Policy Documents

Is Obamacare a Tax?

Maureen Martin –

The U.S. Department of Justice recently filed motions to dismiss the lawsuits brought by 18 states challenging the constitutionality of Obamacare, in what is becoming a legal battle of epic proportions with implications well beyond health care.

When Congress passed the bill, it made specific findings that health care and health insurance “substantially”  affect interstate commerce, particularly the individual mandate in that it requires every American to buy private health insurance or be penalized by the Internal Revenue Service.

There are several grave problems with these findings. First, there cannot be any effect—substantial or otherwise—on interstate commerce because there is no interstate market for health insurance and health care. Under federal law, health insurance cannot be sold across state lines. And decisions about health care are made by individuals and their doctors, again wholly within a single state.

The Supreme Court has held an entirely intrastate activity by a single individual can be federally regulated if that activity, when combined with the same activity by many other individuals, would substantially affect interstate markets. But, as noted, there is no interstate market, so that argument is extremely weak—maybe even a loser.

Second, as Ilya Shapiro of the Cato Institute and Randy Barnett of Georgetown Law School have noted, even under the Supreme Court’s most expansive readings of federal Commerce Clause powers, it has never held Congress can force individuals to engage in commerce by buying something. Nor has the Court ever held individuals can be penalized for failing to engage in commerce—in other words, for doing nothing.

Perhaps recognizing these fatal defects in the law, DOJ in its motions is now making two entirely new arguments. First, it writes Congress may enact laws “necessary and proper” to carry out its Commerce Clause powers. This argument, too, is a dud, because Congress has no Commerce Clause-related health care powers.

But DOJ also now argues the penalties on those who fail to buy health insurance are “taxes,”  which Congress has the power to impose to raise money to spend for the “general welfare” of the country.

This argument, as Shapiro notes, is “huge.”

It has long been taught in high school civics classes that the federal government has only enumerated powers, as listed in the U.S. Constitution. That view goes back to a Supreme Court ruling in 1819.

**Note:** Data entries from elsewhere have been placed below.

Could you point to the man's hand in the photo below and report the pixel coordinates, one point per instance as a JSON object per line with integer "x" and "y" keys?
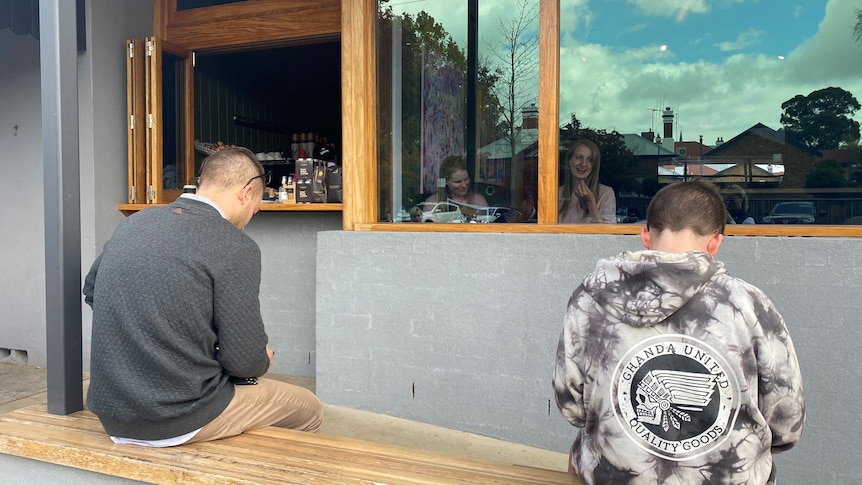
{"x": 270, "y": 353}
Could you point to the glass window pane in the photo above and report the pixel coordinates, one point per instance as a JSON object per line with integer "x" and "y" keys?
{"x": 453, "y": 112}
{"x": 174, "y": 122}
{"x": 759, "y": 97}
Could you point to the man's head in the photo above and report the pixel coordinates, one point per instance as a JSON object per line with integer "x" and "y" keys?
{"x": 685, "y": 216}
{"x": 234, "y": 180}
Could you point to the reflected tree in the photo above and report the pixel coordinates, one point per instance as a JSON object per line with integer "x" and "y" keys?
{"x": 512, "y": 70}
{"x": 822, "y": 120}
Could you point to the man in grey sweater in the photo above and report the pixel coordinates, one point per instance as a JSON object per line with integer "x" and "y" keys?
{"x": 176, "y": 319}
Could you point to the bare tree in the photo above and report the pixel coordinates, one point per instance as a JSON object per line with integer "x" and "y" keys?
{"x": 857, "y": 28}
{"x": 514, "y": 61}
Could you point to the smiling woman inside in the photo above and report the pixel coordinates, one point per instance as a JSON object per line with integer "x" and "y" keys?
{"x": 582, "y": 198}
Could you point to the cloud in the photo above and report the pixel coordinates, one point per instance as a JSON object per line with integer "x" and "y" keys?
{"x": 671, "y": 8}
{"x": 745, "y": 40}
{"x": 618, "y": 89}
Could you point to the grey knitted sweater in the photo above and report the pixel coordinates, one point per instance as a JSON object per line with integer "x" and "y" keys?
{"x": 175, "y": 313}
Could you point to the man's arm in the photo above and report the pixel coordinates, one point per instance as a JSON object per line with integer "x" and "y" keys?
{"x": 781, "y": 398}
{"x": 90, "y": 282}
{"x": 569, "y": 377}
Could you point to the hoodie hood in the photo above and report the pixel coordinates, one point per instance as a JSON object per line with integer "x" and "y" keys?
{"x": 643, "y": 288}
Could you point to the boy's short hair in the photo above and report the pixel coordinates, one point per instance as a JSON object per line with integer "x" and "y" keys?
{"x": 694, "y": 204}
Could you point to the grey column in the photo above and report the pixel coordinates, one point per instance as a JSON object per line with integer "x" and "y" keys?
{"x": 58, "y": 53}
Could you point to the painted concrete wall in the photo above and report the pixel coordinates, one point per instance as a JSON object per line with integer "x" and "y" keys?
{"x": 102, "y": 139}
{"x": 22, "y": 259}
{"x": 460, "y": 330}
{"x": 288, "y": 240}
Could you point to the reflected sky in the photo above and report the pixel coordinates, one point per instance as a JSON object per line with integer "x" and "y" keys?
{"x": 721, "y": 72}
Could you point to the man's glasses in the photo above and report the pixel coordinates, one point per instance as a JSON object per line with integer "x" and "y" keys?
{"x": 266, "y": 177}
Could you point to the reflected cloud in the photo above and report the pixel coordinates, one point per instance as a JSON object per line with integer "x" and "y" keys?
{"x": 745, "y": 39}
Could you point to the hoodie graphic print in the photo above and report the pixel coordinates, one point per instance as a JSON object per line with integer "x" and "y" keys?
{"x": 676, "y": 372}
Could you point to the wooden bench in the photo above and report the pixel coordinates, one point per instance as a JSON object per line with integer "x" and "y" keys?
{"x": 268, "y": 455}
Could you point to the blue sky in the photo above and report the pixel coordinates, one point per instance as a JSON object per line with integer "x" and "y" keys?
{"x": 720, "y": 72}
{"x": 771, "y": 27}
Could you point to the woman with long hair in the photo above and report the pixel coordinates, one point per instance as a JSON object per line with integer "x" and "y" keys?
{"x": 458, "y": 188}
{"x": 582, "y": 199}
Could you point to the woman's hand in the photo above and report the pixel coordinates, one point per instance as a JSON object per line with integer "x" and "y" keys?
{"x": 583, "y": 192}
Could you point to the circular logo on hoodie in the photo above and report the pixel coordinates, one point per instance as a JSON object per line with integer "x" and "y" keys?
{"x": 675, "y": 396}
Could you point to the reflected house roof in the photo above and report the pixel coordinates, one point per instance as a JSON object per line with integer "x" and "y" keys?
{"x": 761, "y": 154}
{"x": 643, "y": 148}
{"x": 691, "y": 150}
{"x": 843, "y": 156}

These enumerated powers are typically those that individual states cannot exercise on their own: regulating commerce between the states, coining money, establishing post offices and post roads, establishing federal courts, fielding armies and navies, and so on. All other powers not listed are reserved to the states.

The Obama administration contends the clause enabling Congress to tax and spend for the “general welfare”  gives Congress powers much more sweeping than the enumerated ones. That’s sweeping power, all right. If this argument is sustained by the Supreme Court, Barnett writes, “Congress can assert any power it wills over individuals so long as it delegates enforcement of the penalty to the IRS.” And as 17 of the state attorneys general argue in their joint complaint, “there will be virtually no sphere of private decision-making beyond the reach of federal power.”

At her confirmation hearings, Supreme Court nominee Elena Kagan ducked the question of whether the federal government has the constitutional power to require all Americans to eat three fruits and three vegetables per day. If the Supreme Court buys the government’s position on Obamacare, the answer will be “yes.”